Penelitian Dr Robbins menyimpulkan pengeroposan daerah sekitar hidung, rahang atas, dan rongga pipi, serta infeksi bilateral sistemik di sisi kiri dan kanan tengkorak menunjukan ciri-ciri lepra jenis lepromatus.
Penemuan situs dan kerangka di Balathal sekaligus mengungkapkan tradisi masyarakat India yang berlangsung hingga kini, yakni menguburkan orang sakit jika kondisi mereka dianggap tak layak untuk kremasi. Sesuai tradisi Vedic, kuburan orang dewasa terhitung sangat sedikit. Hanya mereka yang sakit, anak-anak, serta orang suci atau memiliki kekuatan magis yang dikuburkan.
Selain mengungkapkan tradisi masyarakat, penemuan kerangka itu juga memperkuat argumentasi bahwa teks Sansekerta Atharva Veda merupakan referensi penyakit lepra tertua. Atharva Veda, yang ditulis sebelum abad ke-1 SM, memuat himne-himne sakral kesehatan dan pengobatan. Himne nomor 23-24 merupakan mantra untuk menyembuhkan lepra dengan menggunakan sejenis tanaman “berwarna gelap, hitam, tumbuh di malam hari.” Himne nomor 23 juga mengilustrasikan pengetahuan masa itu tentang proses infeksi lepra: “…berawal dari dalam tubuh, menjalar ke tulang, menyeruak ke kulit.”
Selain itu, Atharva Veda memuat deskripsi tentang tanaman kushta, tanaman suci yang memiliki kekuatan untuk menyembuhkan berbagai penyakit, termasuk penyakit kulit akibat lepra (sesuai bahasa Sansekerta kushta yang berarti lepra).

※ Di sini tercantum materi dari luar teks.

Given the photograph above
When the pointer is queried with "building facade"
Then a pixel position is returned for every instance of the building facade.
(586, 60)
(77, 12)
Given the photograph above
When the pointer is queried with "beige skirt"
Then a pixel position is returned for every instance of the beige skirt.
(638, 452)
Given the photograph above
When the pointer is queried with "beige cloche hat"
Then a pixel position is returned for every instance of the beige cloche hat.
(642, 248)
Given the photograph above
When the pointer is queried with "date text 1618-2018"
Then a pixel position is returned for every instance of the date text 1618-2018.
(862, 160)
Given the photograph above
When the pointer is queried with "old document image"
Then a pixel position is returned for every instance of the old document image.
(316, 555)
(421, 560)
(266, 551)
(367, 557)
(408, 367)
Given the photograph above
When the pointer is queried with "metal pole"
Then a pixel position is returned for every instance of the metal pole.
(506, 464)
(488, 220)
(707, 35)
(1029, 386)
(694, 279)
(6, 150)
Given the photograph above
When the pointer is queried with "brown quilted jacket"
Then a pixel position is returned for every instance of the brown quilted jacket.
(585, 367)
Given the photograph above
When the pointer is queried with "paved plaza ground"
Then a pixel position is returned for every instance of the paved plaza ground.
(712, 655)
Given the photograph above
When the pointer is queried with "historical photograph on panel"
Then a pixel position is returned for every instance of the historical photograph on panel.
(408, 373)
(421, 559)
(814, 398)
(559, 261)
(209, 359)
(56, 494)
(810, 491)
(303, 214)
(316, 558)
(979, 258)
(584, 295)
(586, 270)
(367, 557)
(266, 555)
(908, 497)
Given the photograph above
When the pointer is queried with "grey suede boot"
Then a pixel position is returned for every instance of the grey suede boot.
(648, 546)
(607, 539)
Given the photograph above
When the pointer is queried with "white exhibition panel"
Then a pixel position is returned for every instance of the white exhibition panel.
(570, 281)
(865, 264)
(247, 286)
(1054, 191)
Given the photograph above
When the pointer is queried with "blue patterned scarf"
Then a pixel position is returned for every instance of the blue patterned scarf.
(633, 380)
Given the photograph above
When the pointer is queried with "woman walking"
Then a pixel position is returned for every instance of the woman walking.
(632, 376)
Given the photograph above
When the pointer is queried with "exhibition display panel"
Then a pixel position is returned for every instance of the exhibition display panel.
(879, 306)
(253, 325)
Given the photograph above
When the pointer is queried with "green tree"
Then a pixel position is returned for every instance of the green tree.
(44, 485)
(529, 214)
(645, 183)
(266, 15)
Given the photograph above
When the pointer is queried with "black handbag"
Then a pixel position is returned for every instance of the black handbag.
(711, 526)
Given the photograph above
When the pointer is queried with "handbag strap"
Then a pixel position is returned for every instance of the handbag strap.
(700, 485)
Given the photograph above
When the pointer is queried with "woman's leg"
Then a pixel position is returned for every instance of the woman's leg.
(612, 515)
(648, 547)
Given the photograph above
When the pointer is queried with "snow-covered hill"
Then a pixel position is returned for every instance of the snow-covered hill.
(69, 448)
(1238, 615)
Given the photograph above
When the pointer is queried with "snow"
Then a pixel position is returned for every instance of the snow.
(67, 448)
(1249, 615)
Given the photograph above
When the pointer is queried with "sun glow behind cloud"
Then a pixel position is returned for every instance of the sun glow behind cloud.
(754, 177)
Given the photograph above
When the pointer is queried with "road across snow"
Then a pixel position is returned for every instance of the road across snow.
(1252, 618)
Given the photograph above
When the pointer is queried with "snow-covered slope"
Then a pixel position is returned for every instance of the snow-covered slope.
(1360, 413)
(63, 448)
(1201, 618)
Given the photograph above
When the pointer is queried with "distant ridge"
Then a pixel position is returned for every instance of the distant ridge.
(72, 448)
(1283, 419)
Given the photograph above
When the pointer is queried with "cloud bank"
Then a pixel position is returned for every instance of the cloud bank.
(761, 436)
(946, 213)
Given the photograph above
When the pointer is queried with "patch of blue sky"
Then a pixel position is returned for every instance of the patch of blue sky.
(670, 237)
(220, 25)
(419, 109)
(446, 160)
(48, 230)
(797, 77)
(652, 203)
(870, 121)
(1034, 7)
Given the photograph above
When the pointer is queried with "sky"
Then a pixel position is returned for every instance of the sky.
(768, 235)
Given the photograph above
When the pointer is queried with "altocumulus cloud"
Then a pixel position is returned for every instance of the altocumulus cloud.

Melalui penemuan arkeologi, teori penyebaran lepra pun berkembang, termasuk evolusi strain bakteri M.leprae. Berbagai penelitian masih terus menyelidiki apakah strain II, yang banyak terdapat di Afrika Timur, berevolusi menjadi strain I di Asia dan strain III di Eropa (dan kemudian menyebar ke Afrika Barat dan Amerika). Atau sebaliknya: strain I merupakan evolusi dari strain II.
Seandainya Chou Ta-kuan hidup pada abad ke-20, observasinya terhadap masyarakat Khmer dan lepra boleh jadi akan berbeda. Seperti negara-negara lain, penderita lepra di Kambodia di abad modern berjuang mengatasi berbagai bentuk diskriminasi. Hingga 1996, banyak penderita lepra di Kambodia mengucilkan diri ke “desa lepra” atau desa Poem Trung di provinsi Kompong Cham untuk menghindari penolakan masyarakat.
“Saya tidak ingin merusak nama baik keluarga dan memilih melarikan diri ke sini,” ujar seorang penderita lepra kepada wartawan Cambodia Daily News, 12 Maret 2009.
Selain menanggung beban moral, para penderita lepra juga mengalami diskriminasi oleh peraturan-peraturan pemerintah yang membatasi mobilitas mereka ke luar desa. Pihak-pihak yang ingin mengunjungi mereka di desa Poem Treung pun harus terlebih dahulu memperoleh izin.
Pengucilan pasien lepra di Poem Trung mulai berkurang dalam beberapa tahun terakhir, terutama sejak berbagai lembaga kemanusiaan menggencarkan program antidiskriminasi dan reintegrasi pasien lepra di tengah masyarakat. Termasuk dalam rangkaian program itu adalah penyebarluasan informasi medis mengenai penularan lepra –yang tak seganas atau secepat dugaan umum– serta fasilitas identifikasi dini dan pengobatan Multiple Drug Therapy (MDT) di berbagai balai kesehatan untuk proses penyembuhan pasien lepra.